What we learn now? For infinitely large sequence limit doesn't exists as $\infty \notin \mathbb{R}$. But as $0 \in \mathbb{R}$ for infinitely small sequence limit exists. Then we can think of a set where $0 \notin$ the set, and hence if a sequence from that set coverge or gets closer to $0$ we will say limit of that sequence doesn't exists although it is actually converging or getting closer to $0$. A example of such a set is $\mathbb{R}\setminus \{0\}$. We will discuss it later why this is hapening so. It is actually related to something where a order set doesn't have a GLB or LUB kind of thing. Whatever leave it for now. We will connect it later.

Main Idea: The main idea was to make you think that we can actually add the zero to the set $\mathbb{R}\setminus \{0\}$. And then our infinitely small sequence gain start converging to $0$. Similarly, if we add $\infty$ to $\mathbb{R}$ then can we say our infinitely large sequence is converging to $\infty$ in the set $\mathbb{R} \cup \{\infty\}$?

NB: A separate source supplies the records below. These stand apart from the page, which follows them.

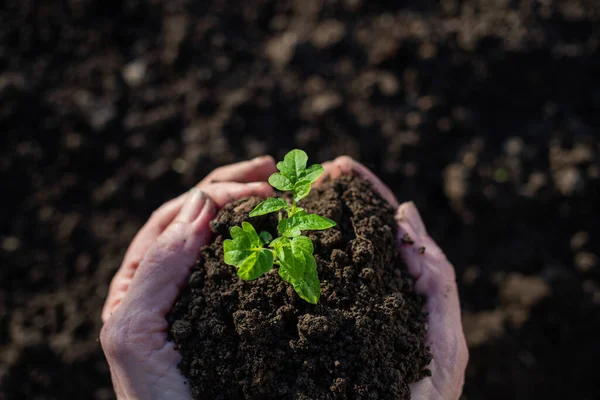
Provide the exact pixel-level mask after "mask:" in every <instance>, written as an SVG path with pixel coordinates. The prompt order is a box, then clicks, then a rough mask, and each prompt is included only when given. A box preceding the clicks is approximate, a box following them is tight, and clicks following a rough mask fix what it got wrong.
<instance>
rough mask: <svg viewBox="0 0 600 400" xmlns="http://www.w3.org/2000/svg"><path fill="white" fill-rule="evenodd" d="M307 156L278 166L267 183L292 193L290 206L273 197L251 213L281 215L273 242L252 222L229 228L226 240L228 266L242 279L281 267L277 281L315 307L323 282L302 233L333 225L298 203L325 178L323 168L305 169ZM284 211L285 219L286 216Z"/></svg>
mask: <svg viewBox="0 0 600 400" xmlns="http://www.w3.org/2000/svg"><path fill="white" fill-rule="evenodd" d="M307 161H308V156H307V155H306V153H305V152H303V151H302V150H292V151H290V152H289V153H288V154H286V156H285V158H284V159H283V161H281V162H279V163H277V169H278V170H279V172H276V173H274V174H273V175H271V176H270V177H269V183H270V184H271V186H273V187H274V188H275V189H278V190H280V191H282V192H286V191H291V192H293V198H292V202H291V203H289V202H288V201H286V200H285V199H282V198H276V197H270V198H268V199H266V200H265V201H263V202H262V203H260V204H259V205H257V206H256V207H255V208H254V210H252V211H251V212H250V216H251V217H257V216H259V215H265V214H270V213H274V212H278V213H279V214H278V215H279V223H278V224H277V232H278V233H279V236H278V237H277V238H275V239H273V237H272V236H271V234H270V233H268V232H260V234H257V233H256V230H255V229H254V226H252V224H250V223H249V222H244V223H242V227H241V228H240V227H239V226H234V227H233V228H231V239H227V240H225V242H224V243H223V250H224V252H225V263H226V264H228V265H233V266H235V267H236V268H237V273H238V276H239V277H240V278H242V279H243V280H245V281H250V280H254V279H257V278H259V277H261V276H262V275H263V274H266V273H267V272H269V271H270V270H271V269H272V268H273V265H278V266H279V269H278V272H279V276H281V277H282V278H283V280H285V281H286V282H288V283H289V284H291V285H292V287H293V288H294V290H295V291H296V293H298V295H299V296H300V297H301V298H302V299H304V300H306V301H308V302H309V303H312V304H317V303H318V302H319V297H320V296H321V283H320V282H319V277H318V276H317V263H316V261H315V257H314V256H313V253H314V247H313V244H312V241H311V240H310V239H309V238H308V237H306V236H303V235H302V231H311V230H312V231H318V230H324V229H328V228H331V227H333V226H335V225H336V224H335V222H334V221H332V220H330V219H329V218H325V217H322V216H320V215H317V214H308V213H307V212H306V211H304V209H303V208H301V207H298V205H297V204H298V202H299V201H300V200H302V199H303V198H305V197H306V196H308V193H310V188H311V186H312V184H313V183H314V182H315V181H316V180H317V179H318V178H319V176H321V174H323V167H322V166H321V165H319V164H315V165H312V166H311V167H309V168H306V162H307ZM283 212H285V213H286V215H287V217H284V216H283Z"/></svg>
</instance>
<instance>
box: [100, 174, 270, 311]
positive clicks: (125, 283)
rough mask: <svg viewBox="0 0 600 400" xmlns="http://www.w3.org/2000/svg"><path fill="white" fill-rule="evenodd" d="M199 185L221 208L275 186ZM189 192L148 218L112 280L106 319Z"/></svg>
mask: <svg viewBox="0 0 600 400" xmlns="http://www.w3.org/2000/svg"><path fill="white" fill-rule="evenodd" d="M199 186H200V187H203V188H204V192H205V193H206V194H207V195H209V196H210V197H211V198H212V200H213V202H214V204H215V206H216V208H217V209H220V208H222V207H223V206H224V205H225V204H227V203H229V202H231V201H234V200H237V199H240V198H244V197H250V196H257V197H268V196H271V195H273V189H272V188H271V186H270V185H269V184H268V183H266V182H253V183H247V184H244V183H234V182H223V183H213V184H205V185H199ZM186 196H187V194H183V195H181V196H180V197H178V198H176V199H174V200H171V201H169V202H168V203H166V204H164V205H163V206H162V207H161V208H159V209H158V210H157V211H156V212H154V213H153V214H152V216H151V217H150V219H149V220H148V222H147V223H146V224H145V225H144V227H143V228H142V229H141V230H140V232H139V233H138V234H137V235H136V237H135V239H134V240H133V242H132V244H131V246H130V248H129V250H127V253H126V254H125V258H124V259H123V263H122V264H121V268H119V270H118V271H117V273H116V274H115V277H114V278H113V280H112V282H111V284H110V287H109V291H108V296H107V299H106V301H105V303H104V307H103V309H102V321H103V322H106V321H107V320H108V318H109V317H110V315H111V313H112V312H114V310H115V309H116V307H117V306H118V305H119V304H120V303H121V301H122V300H123V298H124V297H125V294H126V292H127V290H128V289H129V284H130V283H131V280H132V279H133V277H134V275H135V273H136V270H137V268H138V266H139V264H140V261H141V260H142V258H143V257H144V255H145V254H146V252H147V251H148V248H149V247H150V246H151V245H152V244H154V243H155V242H156V239H157V238H158V237H159V235H160V234H161V233H163V231H164V230H165V228H166V227H167V226H168V225H169V224H170V223H171V222H172V221H173V220H174V218H175V216H176V215H177V214H178V213H179V212H180V210H181V207H182V204H183V202H184V201H185V197H186Z"/></svg>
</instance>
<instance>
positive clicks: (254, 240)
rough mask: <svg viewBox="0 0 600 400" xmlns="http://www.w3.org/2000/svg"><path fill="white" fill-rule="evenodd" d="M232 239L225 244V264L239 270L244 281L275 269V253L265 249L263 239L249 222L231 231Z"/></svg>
mask: <svg viewBox="0 0 600 400" xmlns="http://www.w3.org/2000/svg"><path fill="white" fill-rule="evenodd" d="M230 233H231V237H232V239H227V240H225V242H224V243H223V251H224V259H225V264H228V265H233V266H235V267H237V268H238V275H239V277H240V278H242V279H243V280H253V279H256V278H258V277H260V276H261V275H263V274H265V273H267V272H269V271H270V270H271V269H272V268H273V252H272V251H271V250H269V249H265V248H263V243H262V240H261V238H260V237H259V236H258V235H257V234H256V230H255V229H254V227H253V226H252V224H249V223H248V222H244V223H242V227H241V228H240V227H239V226H234V227H233V228H231V230H230Z"/></svg>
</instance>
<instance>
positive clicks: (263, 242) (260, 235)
mask: <svg viewBox="0 0 600 400" xmlns="http://www.w3.org/2000/svg"><path fill="white" fill-rule="evenodd" d="M258 237H260V240H261V241H262V242H263V243H264V244H269V243H271V241H273V235H271V234H270V233H269V232H266V231H262V232H261V233H259V234H258Z"/></svg>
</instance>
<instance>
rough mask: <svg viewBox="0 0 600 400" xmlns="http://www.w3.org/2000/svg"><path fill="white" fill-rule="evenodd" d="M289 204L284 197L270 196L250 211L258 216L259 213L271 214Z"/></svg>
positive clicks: (256, 215)
mask: <svg viewBox="0 0 600 400" xmlns="http://www.w3.org/2000/svg"><path fill="white" fill-rule="evenodd" d="M287 205H288V204H287V201H285V200H284V199H280V198H275V197H269V198H268V199H267V200H265V201H263V202H262V203H260V204H259V205H257V206H256V207H254V210H252V211H250V216H251V217H258V216H259V215H265V214H270V213H272V212H275V211H279V210H281V209H282V208H284V207H287Z"/></svg>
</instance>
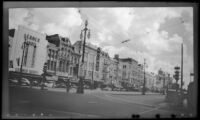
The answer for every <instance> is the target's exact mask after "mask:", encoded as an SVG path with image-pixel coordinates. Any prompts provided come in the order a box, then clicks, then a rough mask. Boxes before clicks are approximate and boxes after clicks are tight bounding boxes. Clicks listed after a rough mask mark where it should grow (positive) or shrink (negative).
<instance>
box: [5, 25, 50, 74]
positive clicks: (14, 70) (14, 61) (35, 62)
mask: <svg viewBox="0 0 200 120" xmlns="http://www.w3.org/2000/svg"><path fill="white" fill-rule="evenodd" d="M47 43H48V42H47V41H46V35H44V34H41V33H38V32H37V31H33V30H31V29H28V28H25V27H23V26H19V27H18V30H16V33H15V36H14V38H13V46H12V50H11V51H10V52H11V56H10V58H9V60H12V61H13V69H12V70H13V71H16V72H20V71H21V64H22V72H23V73H27V74H34V75H41V74H42V73H43V66H44V63H45V62H46V57H45V56H46V54H47V52H46V46H47Z"/></svg>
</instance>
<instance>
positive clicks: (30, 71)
mask: <svg viewBox="0 0 200 120" xmlns="http://www.w3.org/2000/svg"><path fill="white" fill-rule="evenodd" d="M29 73H31V74H38V71H36V70H29Z"/></svg>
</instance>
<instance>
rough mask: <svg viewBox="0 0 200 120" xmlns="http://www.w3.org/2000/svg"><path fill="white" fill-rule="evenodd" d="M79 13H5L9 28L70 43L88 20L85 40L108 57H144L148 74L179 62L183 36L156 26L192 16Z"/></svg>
mask: <svg viewBox="0 0 200 120" xmlns="http://www.w3.org/2000/svg"><path fill="white" fill-rule="evenodd" d="M81 10H82V16H80V14H79V13H78V10H77V9H76V8H49V9H45V8H40V9H38V8H37V9H36V8H33V9H21V8H20V9H12V10H10V11H9V28H13V27H15V28H17V25H18V24H22V25H25V26H28V27H29V28H31V29H34V30H38V31H42V32H45V33H47V34H61V35H63V36H71V37H72V40H71V41H76V40H78V38H79V35H80V30H81V29H83V23H84V22H83V21H84V20H85V19H86V18H88V22H89V26H88V27H89V28H90V29H91V40H89V41H91V43H93V44H95V45H97V46H100V47H102V48H103V49H104V50H106V51H108V53H109V54H110V56H111V57H113V56H114V54H119V55H120V57H132V58H134V59H136V60H138V61H139V62H140V63H142V62H143V58H142V57H145V58H146V59H147V63H148V64H149V68H148V69H149V70H150V71H154V72H155V71H157V70H158V68H159V67H161V68H163V69H166V70H171V69H172V70H171V71H173V66H174V64H177V63H179V62H180V59H179V58H178V57H179V55H180V54H179V53H180V43H182V42H183V37H182V36H181V35H179V34H174V35H173V36H169V34H168V32H167V31H165V30H163V31H161V32H160V31H159V28H160V25H161V24H163V23H165V21H166V20H167V18H168V19H169V18H177V17H181V13H182V12H183V11H187V12H188V13H189V14H190V16H192V13H193V12H192V8H191V7H190V8H188V7H184V8H180V7H156V8H141V7H140V8H139V7H137V8H81ZM186 18H187V17H186ZM188 21H189V20H188ZM191 21H192V20H191ZM191 21H190V22H185V23H184V25H185V27H186V30H187V31H188V32H190V33H191V34H190V35H191V37H189V38H190V41H191V44H193V36H192V35H193V34H192V33H193V26H192V25H193V24H192V23H191ZM125 39H130V40H131V41H129V42H127V43H126V44H122V43H121V41H123V40H125ZM186 49H187V45H186V47H185V50H186ZM136 51H142V53H141V52H136ZM166 54H167V55H169V57H170V58H173V60H174V61H172V60H170V59H169V60H166V61H163V60H162V58H163V57H165V56H166ZM187 54H188V53H186V52H184V55H185V56H187V57H190V56H188V55H187ZM185 66H187V67H190V70H191V69H192V68H193V65H192V59H189V60H188V61H186V63H185ZM186 71H187V72H188V71H189V70H186Z"/></svg>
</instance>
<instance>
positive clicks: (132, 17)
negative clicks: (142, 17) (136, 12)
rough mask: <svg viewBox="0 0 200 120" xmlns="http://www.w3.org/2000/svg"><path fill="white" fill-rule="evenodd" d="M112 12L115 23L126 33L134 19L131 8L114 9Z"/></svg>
mask: <svg viewBox="0 0 200 120" xmlns="http://www.w3.org/2000/svg"><path fill="white" fill-rule="evenodd" d="M110 12H112V13H113V14H114V15H115V17H116V20H117V23H118V24H119V25H120V26H121V27H122V28H123V29H124V30H125V31H127V30H128V29H129V27H130V26H131V24H132V20H133V18H134V14H132V12H133V9H132V8H115V9H112V10H111V11H110Z"/></svg>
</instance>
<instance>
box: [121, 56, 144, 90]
mask: <svg viewBox="0 0 200 120" xmlns="http://www.w3.org/2000/svg"><path fill="white" fill-rule="evenodd" d="M119 62H120V65H121V67H122V68H121V69H122V80H121V81H122V82H124V83H125V84H127V85H128V86H129V87H133V88H139V86H140V83H141V82H140V78H139V77H140V74H141V73H140V71H138V62H137V61H136V60H134V59H132V58H120V59H119Z"/></svg>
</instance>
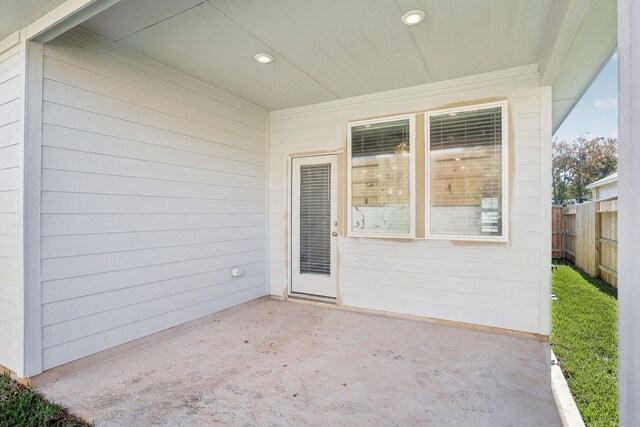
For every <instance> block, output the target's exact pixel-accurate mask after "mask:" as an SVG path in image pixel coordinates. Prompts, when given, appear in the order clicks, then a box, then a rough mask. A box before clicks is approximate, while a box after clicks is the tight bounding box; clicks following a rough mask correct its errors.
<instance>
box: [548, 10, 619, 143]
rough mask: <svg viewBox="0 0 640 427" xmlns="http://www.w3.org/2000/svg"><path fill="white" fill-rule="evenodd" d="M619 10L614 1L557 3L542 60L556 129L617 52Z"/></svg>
mask: <svg viewBox="0 0 640 427" xmlns="http://www.w3.org/2000/svg"><path fill="white" fill-rule="evenodd" d="M616 13H617V7H616V2H615V1H611V0H559V1H558V2H555V3H553V5H552V8H551V13H550V16H551V19H550V20H549V23H548V25H547V28H546V31H545V33H546V38H545V39H544V40H543V42H542V45H541V49H540V55H539V57H538V63H539V64H540V85H541V86H552V88H553V131H554V132H555V130H557V129H558V127H559V126H560V125H561V124H562V122H563V121H564V119H565V118H566V117H567V115H568V114H569V113H570V112H571V110H572V109H573V107H574V106H575V104H576V103H577V102H578V101H579V100H580V98H581V97H582V95H584V93H585V92H586V91H587V89H588V88H589V87H590V86H591V83H592V82H593V80H594V79H595V78H596V77H597V76H598V74H599V73H600V71H601V70H602V68H603V67H604V66H605V65H606V64H607V62H608V60H609V59H610V58H611V56H612V55H613V53H614V52H615V49H616V46H617V40H616V38H617V21H616Z"/></svg>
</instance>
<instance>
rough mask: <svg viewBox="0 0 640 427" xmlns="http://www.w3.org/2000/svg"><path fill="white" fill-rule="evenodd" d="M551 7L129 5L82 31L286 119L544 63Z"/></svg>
mask: <svg viewBox="0 0 640 427" xmlns="http://www.w3.org/2000/svg"><path fill="white" fill-rule="evenodd" d="M551 3H552V2H551V0H540V1H530V0H492V1H473V2H470V1H468V0H450V1H447V2H439V1H432V0H397V1H392V0H349V1H344V0H328V1H300V0H279V1H252V0H209V1H202V0H183V1H180V2H176V1H174V0H122V1H121V2H120V3H118V4H116V5H115V6H113V7H111V8H109V9H107V10H106V11H104V12H102V13H100V14H98V15H96V16H95V17H93V18H92V19H90V20H89V21H87V22H85V23H84V24H82V27H83V28H84V29H86V30H88V31H90V32H93V33H95V34H97V35H99V36H102V37H104V38H106V39H108V40H110V41H113V42H115V43H116V44H118V45H121V46H124V47H126V48H129V49H131V50H133V51H135V52H137V53H140V54H142V55H144V56H147V57H149V58H151V59H154V60H156V61H158V62H161V63H163V64H165V65H168V66H169V67H172V68H174V69H177V70H179V71H182V72H184V73H186V74H189V75H191V76H194V77H196V78H198V79H200V80H202V81H205V82H207V83H209V84H211V85H213V86H216V87H218V88H221V89H223V90H226V91H227V92H230V93H232V94H235V95H237V96H239V97H241V98H244V99H246V100H249V101H251V102H253V103H255V104H258V105H260V106H263V107H265V108H267V109H269V110H277V109H282V108H288V107H295V106H301V105H308V104H314V103H318V102H323V101H329V100H335V99H340V98H347V97H352V96H357V95H364V94H368V93H375V92H381V91H385V90H391V89H398V88H403V87H409V86H414V85H419V84H424V83H430V82H437V81H442V80H448V79H452V78H456V77H462V76H466V75H473V74H479V73H484V72H489V71H495V70H500V69H504V68H510V67H515V66H520V65H526V64H532V63H536V62H537V61H538V56H539V53H540V46H541V44H542V41H543V38H544V32H545V27H546V23H547V21H548V20H549V14H550V11H551ZM412 9H420V10H423V11H425V12H426V14H427V17H426V19H425V21H424V22H423V23H421V24H419V25H416V26H413V27H407V26H405V25H403V24H402V23H401V21H400V18H401V17H402V15H403V14H404V13H405V12H407V11H409V10H412ZM260 52H266V53H269V54H271V55H273V56H274V57H275V61H274V62H273V63H272V64H270V65H261V64H258V63H257V62H256V61H255V60H254V55H255V54H257V53H260Z"/></svg>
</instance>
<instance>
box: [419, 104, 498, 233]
mask: <svg viewBox="0 0 640 427" xmlns="http://www.w3.org/2000/svg"><path fill="white" fill-rule="evenodd" d="M506 117H507V116H506V102H505V103H499V104H495V103H494V104H486V105H483V106H476V107H469V108H468V109H454V110H446V111H438V112H433V113H427V115H426V119H427V139H428V144H427V150H428V153H427V155H428V157H427V158H428V159H429V163H428V171H427V174H428V181H429V182H428V191H429V197H428V200H429V206H428V209H427V214H428V218H427V224H428V230H429V236H431V237H440V236H441V237H445V238H448V239H463V240H504V239H505V238H506V233H505V231H506V230H505V229H506V224H508V222H507V221H506V213H507V208H506V207H507V206H508V204H507V202H506V194H507V192H506V182H507V179H506V177H507V170H506V165H507V158H508V157H507V128H506V125H507V123H506ZM503 207H504V209H503Z"/></svg>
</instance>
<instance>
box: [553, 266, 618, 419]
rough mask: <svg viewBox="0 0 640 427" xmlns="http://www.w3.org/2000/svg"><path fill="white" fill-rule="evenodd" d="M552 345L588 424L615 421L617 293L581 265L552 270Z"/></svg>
mask: <svg viewBox="0 0 640 427" xmlns="http://www.w3.org/2000/svg"><path fill="white" fill-rule="evenodd" d="M553 293H554V294H555V295H556V296H557V297H558V299H557V300H554V301H553V305H552V318H553V327H552V332H551V337H550V342H551V347H552V348H553V351H554V353H555V355H556V357H557V359H558V362H559V364H560V367H561V368H562V371H563V372H564V375H565V377H566V378H567V382H568V383H569V388H570V389H571V393H572V394H573V397H574V399H575V401H576V404H577V405H578V409H579V410H580V414H581V415H582V418H583V419H584V422H585V423H586V424H587V425H588V426H598V427H600V426H617V425H618V292H617V290H616V289H615V288H613V287H611V286H609V285H608V284H606V283H605V282H603V281H601V280H598V279H594V278H592V277H590V276H588V275H586V274H585V273H583V272H582V271H580V270H579V269H577V268H575V267H572V266H568V265H559V266H558V268H557V270H556V271H555V273H554V274H553Z"/></svg>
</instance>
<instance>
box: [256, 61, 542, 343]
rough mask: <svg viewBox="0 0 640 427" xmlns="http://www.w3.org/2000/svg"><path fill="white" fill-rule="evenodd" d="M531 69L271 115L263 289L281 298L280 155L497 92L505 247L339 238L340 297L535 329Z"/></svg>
mask: <svg viewBox="0 0 640 427" xmlns="http://www.w3.org/2000/svg"><path fill="white" fill-rule="evenodd" d="M535 71H536V70H535V68H534V67H523V68H520V69H518V70H505V71H502V72H498V73H491V74H487V75H482V76H473V77H468V78H464V79H459V80H456V81H450V82H441V83H437V84H429V85H423V86H418V87H415V88H407V89H402V90H398V91H390V92H385V93H380V94H373V95H367V96H364V97H357V98H351V99H345V100H341V101H332V102H328V103H323V104H318V105H313V106H307V107H301V108H294V109H290V110H282V111H275V112H272V113H271V119H270V120H271V121H270V148H269V155H270V158H269V165H270V169H269V174H270V175H269V180H270V181H269V195H270V204H269V206H270V207H269V209H270V221H269V233H270V242H269V252H270V277H269V280H270V289H271V293H272V294H274V295H282V292H283V289H286V288H287V275H288V273H287V262H286V256H287V255H286V250H287V249H286V248H287V247H288V245H287V243H286V239H287V232H286V229H287V219H286V218H287V216H288V215H287V158H288V156H289V155H291V154H295V153H309V152H314V151H322V150H343V149H345V146H346V127H347V123H348V122H349V121H355V120H359V119H366V118H371V117H383V116H392V115H397V114H403V113H412V112H416V113H417V112H422V111H428V110H435V109H439V108H443V107H446V106H450V105H463V104H465V103H467V104H473V103H479V102H486V101H487V100H495V99H505V98H506V99H508V101H509V115H510V119H509V126H510V140H511V143H510V157H511V158H510V191H509V193H510V198H511V200H510V207H509V209H510V214H511V215H510V225H509V226H510V241H509V243H508V244H506V245H505V244H490V243H463V242H447V241H435V240H425V239H420V240H414V241H399V240H380V239H364V238H344V237H341V238H340V245H341V250H340V254H341V255H340V256H341V259H340V262H339V265H340V268H341V272H340V281H341V283H340V286H341V289H342V302H343V304H344V305H347V306H354V307H363V308H369V309H375V310H383V311H391V312H398V313H405V314H412V315H418V316H426V317H433V318H439V319H446V320H453V321H460V322H468V323H476V324H481V325H488V326H494V327H501V328H508V329H515V330H521V331H528V332H540V304H541V303H546V301H544V302H541V301H540V289H541V284H540V283H541V280H540V274H541V266H540V259H541V257H540V234H541V233H545V232H550V230H543V229H542V228H541V221H540V217H539V212H540V209H541V208H540V206H541V199H540V197H541V194H540V170H541V163H540V160H541V159H540V134H541V131H540V128H541V127H540V120H541V119H540V117H541V114H540V113H541V110H540V90H539V86H538V75H537V73H536V72H535ZM544 108H550V105H549V106H544ZM418 132H422V129H418ZM549 143H550V142H549ZM549 173H551V171H550V170H549Z"/></svg>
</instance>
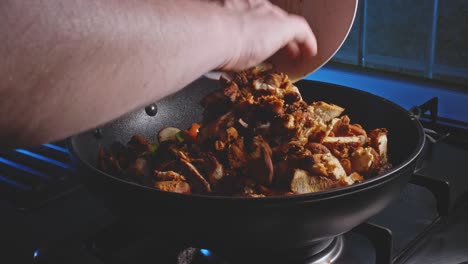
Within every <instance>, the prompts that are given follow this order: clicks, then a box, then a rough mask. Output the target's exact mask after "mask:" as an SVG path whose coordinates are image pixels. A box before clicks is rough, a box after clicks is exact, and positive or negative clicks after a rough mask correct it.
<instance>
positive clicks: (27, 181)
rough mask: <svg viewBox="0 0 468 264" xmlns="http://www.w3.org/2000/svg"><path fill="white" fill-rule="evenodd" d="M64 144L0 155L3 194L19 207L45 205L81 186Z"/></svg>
mask: <svg viewBox="0 0 468 264" xmlns="http://www.w3.org/2000/svg"><path fill="white" fill-rule="evenodd" d="M73 174H74V167H73V164H72V162H71V160H70V156H69V151H68V149H67V148H66V145H65V142H58V143H53V144H44V145H41V146H39V147H36V148H32V149H15V150H11V151H7V152H3V153H0V194H1V197H0V198H2V199H6V200H8V201H10V202H11V203H12V204H13V205H14V206H15V207H16V208H18V209H21V210H28V209H32V208H37V207H40V206H42V205H44V204H45V203H46V202H48V201H51V200H53V199H55V198H58V197H60V196H62V195H63V194H65V193H67V192H68V191H70V190H72V189H74V188H75V187H77V186H78V185H79V183H78V181H77V180H76V177H74V175H73Z"/></svg>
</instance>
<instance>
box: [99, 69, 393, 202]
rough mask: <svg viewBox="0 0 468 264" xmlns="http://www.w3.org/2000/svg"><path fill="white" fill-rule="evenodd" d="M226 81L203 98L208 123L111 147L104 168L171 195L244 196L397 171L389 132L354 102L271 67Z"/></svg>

Answer looks to be positive quite promisingly right? And and our feelings are correct. The answer is yes and this kind of mathematical territory is called extended real number system.

Congratulations. You learned a very new, intersting and deep concept of mathematics. And yes, if you think is this how simple? And the answer is yes. Mathematics is this much simple like water if you know the picture under the water and can map all its depth. Unless you will be lost in dark deep see and can never come out of it.
Mathematics looks like it is a see with unknown depth and yes it is. Looking from the top will make you think it is beautiful. Going in sallow water will make you feel uncomfortable and finally it will swallow you with deep dark depth if you can't picture the depth of it. Just try to think with pictures. The sea is full of resources and beauty for you and you will get them more simply than no one can get.